Para quien no los conozca (y qué incauto querría conocerlos, con lo bien que se está en una vía de montaje de chasis de automóviles, o de zapatos, ya no digamos la confortabilidad que ofrece el calorcito de las máquinas de horneado de puntas o alguna cosa de esas de las que tanto hablan los que saben de pasta), los despachos de las universidades, que algunos tienden a llamar laboratorios de investigación con una exuberancia léxica que debería ser punible penalmente, suelen ser cubículos de ventilación deficiente e iluminación tórrida, poblados por bibelots que los propios profesores y/o (véase la legislación universitaria para entender lo poco procedente de este uso vacilante entre conjuntiva y disyuntiva) investigadores hemos ido acumulando con el paso del tiempo, en estratos diogenéticos de diferente factura y cochambre: recuerdos de congresos, souvenirs de viajes generalmente no relacionados con nuestra tarea investigadora ni docente, cada vez más muñequitos frikis (el nivel de frikismo entre los investigadores sigue en curva ascendente, no precisamente el tipo de curva que los estadísticos llaman normal, pero claro, si entre ellos la especie abunda), fotos de nuestros vástagos, más fotos de nuestros vástagos, hasta el punto de que la última vez que vino una fotógrafa del Servicio de Comunicación para hacernos una foto “trabajando en el despachoratorio”, desde allí mismo usó la app corporativa para pedir cita con el servicio de fisioterapia que ofrecen los becarios de la titulación, dado el contorsionismo de que tuvo que hacer gala para evitar que salieran retratados mis siete soles, repartidos por toda la estancia en diferentes tamaños y formatos, hasta una reproducción en 3D de una de ellas caracterizada como R2D2 tengo sobre una tablilla de ruedas, por lo que puede salir en plano en cualquier momento.

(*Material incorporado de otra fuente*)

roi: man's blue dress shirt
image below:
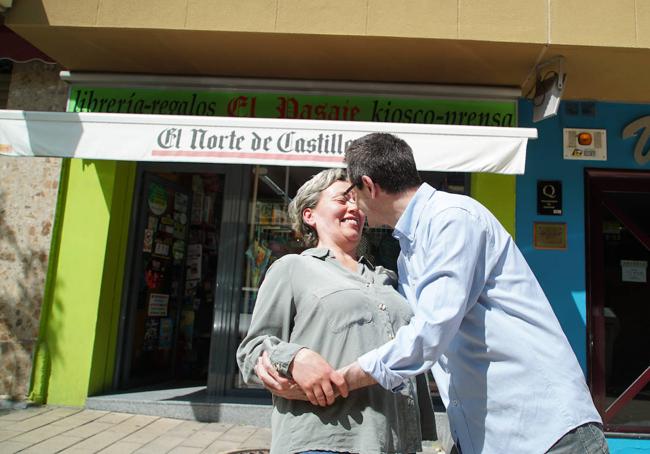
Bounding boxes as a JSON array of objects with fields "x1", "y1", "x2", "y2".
[{"x1": 358, "y1": 183, "x2": 601, "y2": 453}]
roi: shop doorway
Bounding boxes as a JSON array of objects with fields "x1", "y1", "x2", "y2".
[
  {"x1": 585, "y1": 168, "x2": 650, "y2": 434},
  {"x1": 116, "y1": 163, "x2": 248, "y2": 392}
]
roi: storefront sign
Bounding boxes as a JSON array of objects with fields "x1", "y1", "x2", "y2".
[
  {"x1": 67, "y1": 88, "x2": 517, "y2": 127},
  {"x1": 537, "y1": 180, "x2": 562, "y2": 215},
  {"x1": 622, "y1": 115, "x2": 650, "y2": 166},
  {"x1": 0, "y1": 110, "x2": 536, "y2": 174},
  {"x1": 533, "y1": 222, "x2": 567, "y2": 250},
  {"x1": 563, "y1": 128, "x2": 607, "y2": 161}
]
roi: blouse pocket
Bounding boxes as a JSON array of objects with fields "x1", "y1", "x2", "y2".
[
  {"x1": 313, "y1": 287, "x2": 373, "y2": 333},
  {"x1": 375, "y1": 286, "x2": 413, "y2": 327}
]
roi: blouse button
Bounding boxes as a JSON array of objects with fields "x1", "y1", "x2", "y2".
[{"x1": 378, "y1": 303, "x2": 386, "y2": 311}]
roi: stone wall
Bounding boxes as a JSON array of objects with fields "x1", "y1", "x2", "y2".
[{"x1": 0, "y1": 61, "x2": 66, "y2": 401}]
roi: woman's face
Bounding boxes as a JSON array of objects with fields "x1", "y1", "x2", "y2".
[{"x1": 302, "y1": 180, "x2": 366, "y2": 249}]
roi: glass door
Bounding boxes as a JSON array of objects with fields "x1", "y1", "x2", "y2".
[
  {"x1": 585, "y1": 168, "x2": 650, "y2": 434},
  {"x1": 117, "y1": 163, "x2": 248, "y2": 393}
]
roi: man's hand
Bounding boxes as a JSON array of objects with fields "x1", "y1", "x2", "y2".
[
  {"x1": 289, "y1": 348, "x2": 349, "y2": 407},
  {"x1": 338, "y1": 361, "x2": 377, "y2": 392}
]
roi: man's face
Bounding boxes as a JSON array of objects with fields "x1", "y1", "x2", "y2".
[{"x1": 345, "y1": 179, "x2": 383, "y2": 228}]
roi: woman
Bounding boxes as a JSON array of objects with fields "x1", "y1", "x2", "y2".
[{"x1": 237, "y1": 169, "x2": 426, "y2": 454}]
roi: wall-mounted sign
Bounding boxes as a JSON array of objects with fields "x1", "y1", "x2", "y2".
[
  {"x1": 67, "y1": 88, "x2": 517, "y2": 127},
  {"x1": 622, "y1": 115, "x2": 650, "y2": 166},
  {"x1": 621, "y1": 260, "x2": 647, "y2": 283},
  {"x1": 537, "y1": 180, "x2": 562, "y2": 215},
  {"x1": 563, "y1": 128, "x2": 607, "y2": 161},
  {"x1": 534, "y1": 222, "x2": 567, "y2": 250}
]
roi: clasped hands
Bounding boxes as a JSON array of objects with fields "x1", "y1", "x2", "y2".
[{"x1": 254, "y1": 349, "x2": 375, "y2": 407}]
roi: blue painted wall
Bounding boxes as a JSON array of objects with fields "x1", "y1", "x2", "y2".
[{"x1": 516, "y1": 99, "x2": 650, "y2": 452}]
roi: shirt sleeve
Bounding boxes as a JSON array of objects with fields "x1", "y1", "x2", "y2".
[
  {"x1": 358, "y1": 208, "x2": 488, "y2": 391},
  {"x1": 236, "y1": 256, "x2": 305, "y2": 384}
]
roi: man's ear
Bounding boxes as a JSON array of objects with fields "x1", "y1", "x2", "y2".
[
  {"x1": 302, "y1": 208, "x2": 316, "y2": 228},
  {"x1": 361, "y1": 175, "x2": 380, "y2": 199}
]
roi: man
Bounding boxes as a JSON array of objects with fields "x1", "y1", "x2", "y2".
[{"x1": 258, "y1": 133, "x2": 606, "y2": 453}]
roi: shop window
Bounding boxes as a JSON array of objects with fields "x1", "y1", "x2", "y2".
[{"x1": 586, "y1": 169, "x2": 650, "y2": 434}]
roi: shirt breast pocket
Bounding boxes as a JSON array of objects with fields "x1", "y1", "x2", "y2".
[{"x1": 313, "y1": 287, "x2": 373, "y2": 334}]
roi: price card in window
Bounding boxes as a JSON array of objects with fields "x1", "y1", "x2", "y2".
[{"x1": 621, "y1": 260, "x2": 647, "y2": 283}]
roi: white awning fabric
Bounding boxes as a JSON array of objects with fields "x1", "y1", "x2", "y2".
[{"x1": 0, "y1": 110, "x2": 536, "y2": 174}]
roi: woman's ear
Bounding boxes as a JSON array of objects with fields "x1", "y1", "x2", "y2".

Trabajar en esas condiciones es imposible, así es que desde 2002 (los 10 años que tardamos, más o menos, en tener preparado nuestro siguiente artículo, en una interpretación sui generis de la Ley de Lotka, muy influenciada por un cóctel que descubrimos mis colaboradores y yo, creado por un tal Jimmy Lotka, creando su propia versión de ruso blanco, sustituyendo la nata líquida por horchata), contratamos un ghostwriter para nuestros abstracts, publicando este breve en las páginas de anuncios de las publicaciones Q1, Q2 y Q3 de Wilson & Son, Peksevier, Pilsein, el Bunker Hill Herald y la Gaceta de Burgos: Se busca gosthwriter para abstracts. De la última nos respondió Ted (nombre ficticio), el autor de nuestras 50 publicaciones científicas durante los últimos 18 años (ahora sí el tito Lotka estaría contento, tanto Jimmy como Alfred), con grandes resultados en cuanto a citas y posicionamiento. Gran tipo, Ted, enseguida se dio cuenta de que nos hacía falta algo más que un abstractista. Un brindis por él y otro por el sistema de evaluación científica.